Одними из первых, кто начал посещать Slug's, были художники: Лэрри Риверс, который сам играл джаз; Джеймс МакКой, на картинах которого дикие цветовые всплески как бы имитировали музыку Аркестра; Роберт Томпсон — экспрессионист, вносивший новую музыку в своё искусство и цитировавший старых мастеров так, как бибоппер вставляет в свои соло куски поп-песен. Он сидел за столиком и рисовал, а как-то раз подарил Сан Ра свой рисунок — на нём был изображён Аркестр, выглядывающий из джунглей (как это могло бы представиться какому-нибудь безумному Анри Руссо). Приходил даже Сальвадор Дали в сопровождении своих помощников, несущих за ним свечи.

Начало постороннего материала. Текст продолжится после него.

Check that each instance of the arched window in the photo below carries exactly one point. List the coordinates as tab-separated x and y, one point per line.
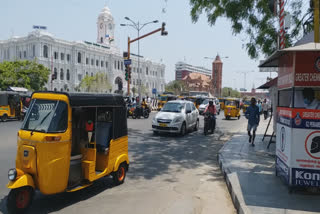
61	74
45	51
79	57
56	73
68	74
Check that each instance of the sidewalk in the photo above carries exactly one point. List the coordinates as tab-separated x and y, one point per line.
250	176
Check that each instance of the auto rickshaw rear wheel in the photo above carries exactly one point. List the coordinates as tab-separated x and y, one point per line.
19	200
120	174
4	118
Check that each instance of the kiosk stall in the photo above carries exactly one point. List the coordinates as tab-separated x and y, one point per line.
298	114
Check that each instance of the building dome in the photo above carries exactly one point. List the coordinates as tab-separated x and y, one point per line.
105	12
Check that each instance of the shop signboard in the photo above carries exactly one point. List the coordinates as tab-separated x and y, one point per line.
285	73
307	69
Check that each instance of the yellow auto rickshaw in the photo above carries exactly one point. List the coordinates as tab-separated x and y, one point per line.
221	101
66	142
164	98
10	105
232	108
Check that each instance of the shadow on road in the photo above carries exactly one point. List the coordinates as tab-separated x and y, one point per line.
152	156
52	203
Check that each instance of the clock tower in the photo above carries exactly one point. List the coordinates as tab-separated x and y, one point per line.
105	27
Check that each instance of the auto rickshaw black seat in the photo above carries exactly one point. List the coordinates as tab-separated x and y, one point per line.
103	135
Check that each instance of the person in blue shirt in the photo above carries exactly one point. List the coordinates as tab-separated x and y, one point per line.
253	116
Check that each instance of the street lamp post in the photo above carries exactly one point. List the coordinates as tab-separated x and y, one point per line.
215	74
138	27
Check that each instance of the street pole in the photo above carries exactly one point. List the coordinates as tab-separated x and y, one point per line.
316	21
128	82
139	77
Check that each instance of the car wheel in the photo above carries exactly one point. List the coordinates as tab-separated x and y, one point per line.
4	118
196	127
183	129
19	199
120	174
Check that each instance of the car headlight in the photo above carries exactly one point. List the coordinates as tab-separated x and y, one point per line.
12	174
178	120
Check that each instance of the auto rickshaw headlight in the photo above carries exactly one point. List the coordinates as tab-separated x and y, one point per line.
12	174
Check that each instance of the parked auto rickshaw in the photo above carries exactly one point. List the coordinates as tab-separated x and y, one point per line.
75	140
221	100
232	108
10	105
246	104
164	98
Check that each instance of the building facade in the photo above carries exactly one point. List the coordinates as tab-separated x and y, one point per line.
72	61
184	69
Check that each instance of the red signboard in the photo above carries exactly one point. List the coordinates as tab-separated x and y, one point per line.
307	69
285	74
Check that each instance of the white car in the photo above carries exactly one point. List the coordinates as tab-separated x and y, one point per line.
177	116
205	104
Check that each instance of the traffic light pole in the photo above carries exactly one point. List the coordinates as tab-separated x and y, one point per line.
132	41
129	68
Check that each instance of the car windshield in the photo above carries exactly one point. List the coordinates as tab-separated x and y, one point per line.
205	102
48	116
163	98
172	107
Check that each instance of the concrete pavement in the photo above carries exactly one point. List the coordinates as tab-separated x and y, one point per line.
250	177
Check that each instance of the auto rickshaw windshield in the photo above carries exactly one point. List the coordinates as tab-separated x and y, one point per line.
230	103
49	116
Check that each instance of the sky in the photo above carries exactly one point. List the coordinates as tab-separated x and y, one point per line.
75	20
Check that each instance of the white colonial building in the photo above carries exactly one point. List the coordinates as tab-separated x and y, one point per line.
72	61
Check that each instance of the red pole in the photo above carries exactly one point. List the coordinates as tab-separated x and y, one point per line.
282	31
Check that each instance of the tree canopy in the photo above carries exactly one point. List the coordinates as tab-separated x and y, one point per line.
26	74
96	83
254	19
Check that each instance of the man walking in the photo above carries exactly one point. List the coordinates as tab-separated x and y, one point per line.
253	116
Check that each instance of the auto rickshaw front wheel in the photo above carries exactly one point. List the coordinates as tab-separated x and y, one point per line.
19	200
120	174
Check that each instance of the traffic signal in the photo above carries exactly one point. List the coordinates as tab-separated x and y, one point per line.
163	30
127	70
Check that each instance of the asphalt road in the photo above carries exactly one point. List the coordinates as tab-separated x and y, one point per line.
168	174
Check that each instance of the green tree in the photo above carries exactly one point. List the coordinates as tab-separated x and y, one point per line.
96	83
176	87
254	19
26	74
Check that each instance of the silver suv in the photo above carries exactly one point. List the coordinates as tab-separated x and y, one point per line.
177	116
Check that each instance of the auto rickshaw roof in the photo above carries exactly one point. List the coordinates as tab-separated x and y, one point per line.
92	99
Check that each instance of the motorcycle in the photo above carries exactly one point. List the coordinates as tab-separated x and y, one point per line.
209	123
140	112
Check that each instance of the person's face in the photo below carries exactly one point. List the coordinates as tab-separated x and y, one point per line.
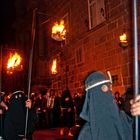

Там были и поэты. Амири Барака говорил, что где бы ни появился Сан Ра, там сразу возникает «салон», место сбора глубоких умов и творческая площадка. А силы, которые пробуждал Сан Ра, были такого масштаба, что слова «салон» и «ателье» напрашивались сами собой. Куда бы он ни направлялся, за ним следовали музыканты, художники, журналисты, посетители-критики, даже туристы — их привлекали те невероятные вещи, которые, как они слышали, могли там произойти. Для молодых чёрных поэтов он был средством высвобождения их слов со страниц и перемещения в область чёрного инструментального и ритуального исполнения. Вечером понедельника в Slug's можно было увидеть, как вместе с Аркестром читает свои стихи Амус Мор или Юсеф Рахман — его выступления с группой наблюдал А. Б. Спеллман:
Костюмом и украшениями напоминая суданца, подготовив помещение при помощи благовоний, потрясая цепочками колокольчиков в своём движении между столиками, Юсеф танцевал и пел свои стихи. Написанные строки были как серия аккордов для вербальной импровизации. Воспринимая эти строки буквально, с листа, можно было подумать, что их автор — какой-то придурковатый второсортный сюрреалист:
Гностический филин с лягушачьими глазами / простёганный
Горькой чёрной ночью костяных дворов /
ГДЕ-ТО НАД КОСМИЧЕСКОЙ РАДУГОЙ…
Но видя всё это вживую, публика старалась представить себе образы этого крутящегося чёрного человека, который под аккомпанемент чуткой группы Сан Ра играл на всех человеческих чувствах — и эффект получался весьма сильный.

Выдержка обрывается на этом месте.